Régulièrement, le gouvernement japonais réalise des sondages chaque année afin de prendre le pouls de la population japonaise. Parmi ceux-ci, on trouve une question qui est posée régulièrement depuis 1992 sur la question du travail des femmes après un accouchement. Récemment, 61% des Japonais pensent que les femmes devraient pouvoir être capables de travailler après un accouchement. Le pourcentage est en augmentation de 6,8% depuis le dernier sondage effectué en 2016.  Mais comment l’expliquer ? Selon un membre du cabinet du gouvernement, cette évolution viendrait de l’augmentation du taux d’emploi des femmes et à une sensibilisation accrue à leur autonomie.

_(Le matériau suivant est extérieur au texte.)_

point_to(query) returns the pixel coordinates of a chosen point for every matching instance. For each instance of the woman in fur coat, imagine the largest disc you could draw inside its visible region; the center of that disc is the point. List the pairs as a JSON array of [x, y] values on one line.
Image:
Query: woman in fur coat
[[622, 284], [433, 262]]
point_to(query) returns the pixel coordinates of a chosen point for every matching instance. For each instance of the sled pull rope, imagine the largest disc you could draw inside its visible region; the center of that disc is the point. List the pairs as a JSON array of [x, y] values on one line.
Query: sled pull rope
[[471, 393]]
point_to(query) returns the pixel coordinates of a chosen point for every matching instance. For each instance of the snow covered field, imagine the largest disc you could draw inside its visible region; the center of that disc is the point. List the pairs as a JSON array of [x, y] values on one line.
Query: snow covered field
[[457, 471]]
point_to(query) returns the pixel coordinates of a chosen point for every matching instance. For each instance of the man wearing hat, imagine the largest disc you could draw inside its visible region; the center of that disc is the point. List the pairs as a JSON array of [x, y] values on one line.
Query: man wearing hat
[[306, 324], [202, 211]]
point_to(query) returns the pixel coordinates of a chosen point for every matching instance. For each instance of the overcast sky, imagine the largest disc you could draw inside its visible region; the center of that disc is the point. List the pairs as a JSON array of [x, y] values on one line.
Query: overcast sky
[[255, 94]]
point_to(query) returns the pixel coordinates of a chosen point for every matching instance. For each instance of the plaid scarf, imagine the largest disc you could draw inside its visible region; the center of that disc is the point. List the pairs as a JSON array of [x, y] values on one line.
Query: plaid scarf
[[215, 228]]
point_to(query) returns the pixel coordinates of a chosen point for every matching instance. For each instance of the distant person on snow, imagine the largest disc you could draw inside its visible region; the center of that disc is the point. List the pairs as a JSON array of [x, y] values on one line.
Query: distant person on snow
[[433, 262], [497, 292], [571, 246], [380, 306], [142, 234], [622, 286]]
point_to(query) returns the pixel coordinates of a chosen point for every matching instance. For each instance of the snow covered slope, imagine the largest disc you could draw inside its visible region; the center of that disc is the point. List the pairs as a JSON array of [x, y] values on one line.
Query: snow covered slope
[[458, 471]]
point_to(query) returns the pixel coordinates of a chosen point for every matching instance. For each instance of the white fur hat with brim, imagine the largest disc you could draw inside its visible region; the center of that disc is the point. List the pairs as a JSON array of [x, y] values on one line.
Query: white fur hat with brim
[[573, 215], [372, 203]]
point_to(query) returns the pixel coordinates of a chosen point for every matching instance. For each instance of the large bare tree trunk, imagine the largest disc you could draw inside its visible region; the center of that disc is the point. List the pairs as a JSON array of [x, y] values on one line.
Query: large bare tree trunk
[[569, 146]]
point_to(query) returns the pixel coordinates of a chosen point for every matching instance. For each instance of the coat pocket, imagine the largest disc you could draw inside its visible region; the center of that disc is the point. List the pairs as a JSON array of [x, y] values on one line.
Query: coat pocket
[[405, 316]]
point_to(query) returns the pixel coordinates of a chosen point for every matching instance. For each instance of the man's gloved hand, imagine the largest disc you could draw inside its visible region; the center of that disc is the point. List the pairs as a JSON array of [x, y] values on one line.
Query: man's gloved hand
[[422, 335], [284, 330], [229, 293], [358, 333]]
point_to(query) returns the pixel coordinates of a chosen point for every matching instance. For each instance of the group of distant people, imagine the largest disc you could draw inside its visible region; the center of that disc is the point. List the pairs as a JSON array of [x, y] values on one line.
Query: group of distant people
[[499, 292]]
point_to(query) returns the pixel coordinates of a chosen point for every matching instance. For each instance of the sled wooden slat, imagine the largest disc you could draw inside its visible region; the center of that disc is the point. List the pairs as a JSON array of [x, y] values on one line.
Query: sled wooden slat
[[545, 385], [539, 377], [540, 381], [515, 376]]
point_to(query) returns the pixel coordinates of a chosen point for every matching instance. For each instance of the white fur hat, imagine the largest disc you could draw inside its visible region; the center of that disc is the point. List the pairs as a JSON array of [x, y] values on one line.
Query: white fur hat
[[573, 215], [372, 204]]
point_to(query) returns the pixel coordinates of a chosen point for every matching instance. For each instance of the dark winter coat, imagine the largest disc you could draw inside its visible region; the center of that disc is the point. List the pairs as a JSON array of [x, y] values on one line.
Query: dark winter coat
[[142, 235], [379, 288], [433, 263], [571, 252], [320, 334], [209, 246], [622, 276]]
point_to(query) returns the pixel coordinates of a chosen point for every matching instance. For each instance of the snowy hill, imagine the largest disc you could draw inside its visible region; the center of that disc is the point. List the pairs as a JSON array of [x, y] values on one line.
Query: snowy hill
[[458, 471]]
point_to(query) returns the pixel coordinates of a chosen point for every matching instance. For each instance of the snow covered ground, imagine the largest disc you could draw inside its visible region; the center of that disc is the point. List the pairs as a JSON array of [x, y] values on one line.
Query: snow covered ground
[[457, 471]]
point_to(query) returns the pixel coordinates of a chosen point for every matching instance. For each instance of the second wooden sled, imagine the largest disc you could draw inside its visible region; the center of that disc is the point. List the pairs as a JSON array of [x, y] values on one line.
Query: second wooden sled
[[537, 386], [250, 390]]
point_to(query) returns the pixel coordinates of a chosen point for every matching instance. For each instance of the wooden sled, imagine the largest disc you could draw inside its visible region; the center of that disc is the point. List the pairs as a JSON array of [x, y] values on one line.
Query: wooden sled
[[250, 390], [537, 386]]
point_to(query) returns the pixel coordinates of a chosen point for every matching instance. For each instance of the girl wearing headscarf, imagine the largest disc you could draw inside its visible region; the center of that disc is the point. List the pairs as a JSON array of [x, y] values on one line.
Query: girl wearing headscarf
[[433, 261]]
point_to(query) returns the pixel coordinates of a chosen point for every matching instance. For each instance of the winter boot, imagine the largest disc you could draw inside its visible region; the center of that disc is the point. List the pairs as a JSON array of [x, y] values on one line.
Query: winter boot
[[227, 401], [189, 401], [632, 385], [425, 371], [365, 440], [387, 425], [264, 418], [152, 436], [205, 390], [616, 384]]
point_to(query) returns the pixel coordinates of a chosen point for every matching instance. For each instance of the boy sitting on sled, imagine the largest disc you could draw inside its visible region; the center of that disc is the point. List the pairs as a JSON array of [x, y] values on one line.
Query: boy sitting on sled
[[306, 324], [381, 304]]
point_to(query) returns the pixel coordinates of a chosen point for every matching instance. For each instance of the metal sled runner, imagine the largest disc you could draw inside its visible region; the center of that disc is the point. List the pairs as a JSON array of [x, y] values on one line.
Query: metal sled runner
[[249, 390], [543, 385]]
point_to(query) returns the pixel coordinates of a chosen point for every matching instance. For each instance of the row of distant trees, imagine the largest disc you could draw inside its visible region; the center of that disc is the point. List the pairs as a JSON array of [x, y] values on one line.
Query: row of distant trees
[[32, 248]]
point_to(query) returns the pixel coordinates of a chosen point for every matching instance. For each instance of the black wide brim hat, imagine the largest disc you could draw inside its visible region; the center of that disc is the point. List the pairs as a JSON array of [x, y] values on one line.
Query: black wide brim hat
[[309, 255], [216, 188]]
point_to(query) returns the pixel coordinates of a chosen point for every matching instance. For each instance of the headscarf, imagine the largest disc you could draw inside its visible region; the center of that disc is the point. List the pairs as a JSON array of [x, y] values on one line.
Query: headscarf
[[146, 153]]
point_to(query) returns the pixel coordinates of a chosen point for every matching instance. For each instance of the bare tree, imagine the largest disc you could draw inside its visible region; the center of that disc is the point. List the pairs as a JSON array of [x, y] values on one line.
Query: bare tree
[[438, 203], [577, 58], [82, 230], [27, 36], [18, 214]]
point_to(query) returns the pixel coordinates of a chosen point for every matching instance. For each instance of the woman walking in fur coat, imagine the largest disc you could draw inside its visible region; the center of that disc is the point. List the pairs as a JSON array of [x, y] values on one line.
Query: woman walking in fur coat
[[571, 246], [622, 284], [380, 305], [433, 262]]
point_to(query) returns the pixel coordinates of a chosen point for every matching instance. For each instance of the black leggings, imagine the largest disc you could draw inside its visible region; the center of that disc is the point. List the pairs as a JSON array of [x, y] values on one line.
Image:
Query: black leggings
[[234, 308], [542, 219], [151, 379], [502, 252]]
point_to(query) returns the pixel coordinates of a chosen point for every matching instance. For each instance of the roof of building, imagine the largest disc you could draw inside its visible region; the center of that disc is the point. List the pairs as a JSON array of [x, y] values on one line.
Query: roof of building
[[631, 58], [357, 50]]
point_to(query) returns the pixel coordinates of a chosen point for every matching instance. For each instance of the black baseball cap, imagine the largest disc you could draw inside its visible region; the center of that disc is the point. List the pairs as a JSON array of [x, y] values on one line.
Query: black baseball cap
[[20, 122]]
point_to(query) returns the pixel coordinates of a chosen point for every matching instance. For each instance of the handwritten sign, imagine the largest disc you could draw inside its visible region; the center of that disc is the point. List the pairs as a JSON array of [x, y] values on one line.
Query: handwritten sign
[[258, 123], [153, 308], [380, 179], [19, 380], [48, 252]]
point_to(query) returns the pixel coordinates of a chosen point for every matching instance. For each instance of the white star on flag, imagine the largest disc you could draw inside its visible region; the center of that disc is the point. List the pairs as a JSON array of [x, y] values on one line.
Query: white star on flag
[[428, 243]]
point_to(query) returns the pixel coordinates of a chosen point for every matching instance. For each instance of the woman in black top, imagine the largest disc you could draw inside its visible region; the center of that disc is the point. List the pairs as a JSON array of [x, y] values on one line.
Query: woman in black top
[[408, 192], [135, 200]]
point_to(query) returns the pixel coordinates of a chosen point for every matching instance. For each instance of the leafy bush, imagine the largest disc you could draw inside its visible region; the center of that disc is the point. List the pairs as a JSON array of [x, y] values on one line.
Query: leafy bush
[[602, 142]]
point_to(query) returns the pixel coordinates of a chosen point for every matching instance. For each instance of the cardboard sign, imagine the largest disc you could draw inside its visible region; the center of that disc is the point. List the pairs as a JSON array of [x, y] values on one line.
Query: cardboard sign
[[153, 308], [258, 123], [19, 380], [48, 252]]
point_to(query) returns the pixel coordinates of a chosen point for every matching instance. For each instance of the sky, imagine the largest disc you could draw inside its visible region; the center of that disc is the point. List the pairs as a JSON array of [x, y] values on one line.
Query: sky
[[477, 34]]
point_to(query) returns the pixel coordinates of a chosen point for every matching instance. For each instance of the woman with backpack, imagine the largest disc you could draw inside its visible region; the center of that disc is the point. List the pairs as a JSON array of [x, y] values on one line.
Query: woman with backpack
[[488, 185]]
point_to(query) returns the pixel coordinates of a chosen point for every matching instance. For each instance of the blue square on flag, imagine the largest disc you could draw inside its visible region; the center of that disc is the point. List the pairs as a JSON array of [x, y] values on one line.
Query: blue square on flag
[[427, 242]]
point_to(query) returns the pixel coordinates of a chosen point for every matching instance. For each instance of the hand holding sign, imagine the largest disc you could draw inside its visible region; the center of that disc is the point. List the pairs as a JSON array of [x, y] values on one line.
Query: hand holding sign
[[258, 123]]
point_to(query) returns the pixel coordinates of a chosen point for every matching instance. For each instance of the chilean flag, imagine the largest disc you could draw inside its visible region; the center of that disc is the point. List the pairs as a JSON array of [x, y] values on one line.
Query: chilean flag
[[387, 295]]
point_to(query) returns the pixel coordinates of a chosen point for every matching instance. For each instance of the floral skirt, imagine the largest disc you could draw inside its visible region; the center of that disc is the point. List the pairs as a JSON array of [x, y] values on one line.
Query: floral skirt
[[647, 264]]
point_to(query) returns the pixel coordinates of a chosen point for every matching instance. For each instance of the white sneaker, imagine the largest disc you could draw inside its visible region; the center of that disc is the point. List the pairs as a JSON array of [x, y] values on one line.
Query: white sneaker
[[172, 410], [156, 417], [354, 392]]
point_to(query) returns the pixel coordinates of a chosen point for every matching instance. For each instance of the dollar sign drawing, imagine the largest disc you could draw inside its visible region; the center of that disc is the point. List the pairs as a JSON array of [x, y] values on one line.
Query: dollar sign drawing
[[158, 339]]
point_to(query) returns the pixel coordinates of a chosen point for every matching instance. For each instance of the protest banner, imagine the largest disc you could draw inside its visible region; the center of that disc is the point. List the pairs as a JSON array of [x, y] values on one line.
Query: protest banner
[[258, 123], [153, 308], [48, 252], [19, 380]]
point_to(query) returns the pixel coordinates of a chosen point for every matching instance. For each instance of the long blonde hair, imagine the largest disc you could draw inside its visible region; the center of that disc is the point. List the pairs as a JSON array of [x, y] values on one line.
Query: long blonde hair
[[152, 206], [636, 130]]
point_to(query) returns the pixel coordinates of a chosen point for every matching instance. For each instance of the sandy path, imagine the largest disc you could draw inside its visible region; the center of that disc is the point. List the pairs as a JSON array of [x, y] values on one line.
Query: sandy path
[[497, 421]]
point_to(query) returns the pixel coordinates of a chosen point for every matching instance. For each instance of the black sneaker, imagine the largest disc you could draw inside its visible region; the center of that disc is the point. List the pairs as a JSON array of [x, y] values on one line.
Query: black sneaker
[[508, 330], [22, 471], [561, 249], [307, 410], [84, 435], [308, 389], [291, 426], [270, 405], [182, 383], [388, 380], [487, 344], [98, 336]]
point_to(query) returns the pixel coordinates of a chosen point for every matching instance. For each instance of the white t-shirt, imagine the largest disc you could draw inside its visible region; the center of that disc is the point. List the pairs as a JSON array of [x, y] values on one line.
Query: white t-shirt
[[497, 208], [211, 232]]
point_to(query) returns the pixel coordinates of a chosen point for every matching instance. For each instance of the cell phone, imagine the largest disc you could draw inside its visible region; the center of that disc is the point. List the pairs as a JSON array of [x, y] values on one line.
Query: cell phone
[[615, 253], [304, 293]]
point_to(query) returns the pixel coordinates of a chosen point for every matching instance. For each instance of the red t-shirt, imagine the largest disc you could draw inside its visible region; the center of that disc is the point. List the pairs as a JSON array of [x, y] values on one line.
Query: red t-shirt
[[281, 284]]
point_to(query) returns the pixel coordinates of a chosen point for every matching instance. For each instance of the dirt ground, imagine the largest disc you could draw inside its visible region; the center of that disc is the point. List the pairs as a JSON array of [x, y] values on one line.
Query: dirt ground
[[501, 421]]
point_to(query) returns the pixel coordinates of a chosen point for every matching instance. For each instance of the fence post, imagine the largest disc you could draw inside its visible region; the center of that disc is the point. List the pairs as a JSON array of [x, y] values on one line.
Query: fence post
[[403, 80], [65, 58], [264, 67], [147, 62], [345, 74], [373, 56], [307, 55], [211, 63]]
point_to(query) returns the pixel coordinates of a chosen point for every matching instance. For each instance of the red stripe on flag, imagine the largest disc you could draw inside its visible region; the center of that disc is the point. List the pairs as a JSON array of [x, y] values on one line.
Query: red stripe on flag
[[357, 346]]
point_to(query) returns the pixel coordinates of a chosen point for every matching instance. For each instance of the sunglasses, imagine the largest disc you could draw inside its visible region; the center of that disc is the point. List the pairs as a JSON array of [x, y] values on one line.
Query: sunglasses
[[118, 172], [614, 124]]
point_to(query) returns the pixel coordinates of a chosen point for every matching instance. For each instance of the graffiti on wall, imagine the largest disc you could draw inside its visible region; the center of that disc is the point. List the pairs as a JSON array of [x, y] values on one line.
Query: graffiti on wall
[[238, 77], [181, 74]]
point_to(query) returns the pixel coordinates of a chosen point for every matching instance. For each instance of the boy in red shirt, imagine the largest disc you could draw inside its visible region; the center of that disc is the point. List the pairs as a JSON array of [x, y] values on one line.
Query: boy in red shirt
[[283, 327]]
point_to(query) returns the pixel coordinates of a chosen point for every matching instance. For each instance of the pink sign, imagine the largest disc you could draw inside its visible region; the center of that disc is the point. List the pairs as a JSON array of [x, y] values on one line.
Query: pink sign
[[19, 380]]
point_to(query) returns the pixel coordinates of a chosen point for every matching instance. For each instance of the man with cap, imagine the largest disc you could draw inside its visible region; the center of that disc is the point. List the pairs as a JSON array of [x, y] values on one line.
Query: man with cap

Lors du premier sondage en 1992, ce taux s’élevait à 23,4%. Les opportunités de carrière pour les femmes au Japon ont longtemps été réduites à la portion congrue en raison de leur place dans la société où le plus souvent leur avenir se cantonnaient à devenir femmes au foyer ou de se concentrer sur l’éducation des enfants. Avec le temps, le schéma évolue petit à petit.

En complément, on apprend dans ce sondage que 63,8% des femmes et 58,4% des hommes pensent que les femmes pourraient continuer leur carrière après avoir eu un enfant. 20,3% des répondants ont indiqué que les femmes devraient quitter leur travail après une naissance et reprendre un travail plus tard quand l’enfant sera plus grand.  Seulement 6,5% pensent que les femmes devraient continuer à travailler uniquement jusqu’à l’accouchement, tandis que 4,8% pensent qu’elles devraient travailler jusqu’à leur mariage.

3,9% pensent toujours que les femmes ne devraient pas travailler. Cependant, 56,6% des sondés croient en l’égalité homme-femme pour s’occuper de l’éducation des enfants.

Dans une autre étude publiée par le ministère de la Santé, du Travail et des Affaires sociales en novembre dernier, 81,4% des femmes ont déclaré continuer à travailler après le mariage, dont 57,6% étaient employées à temps plein.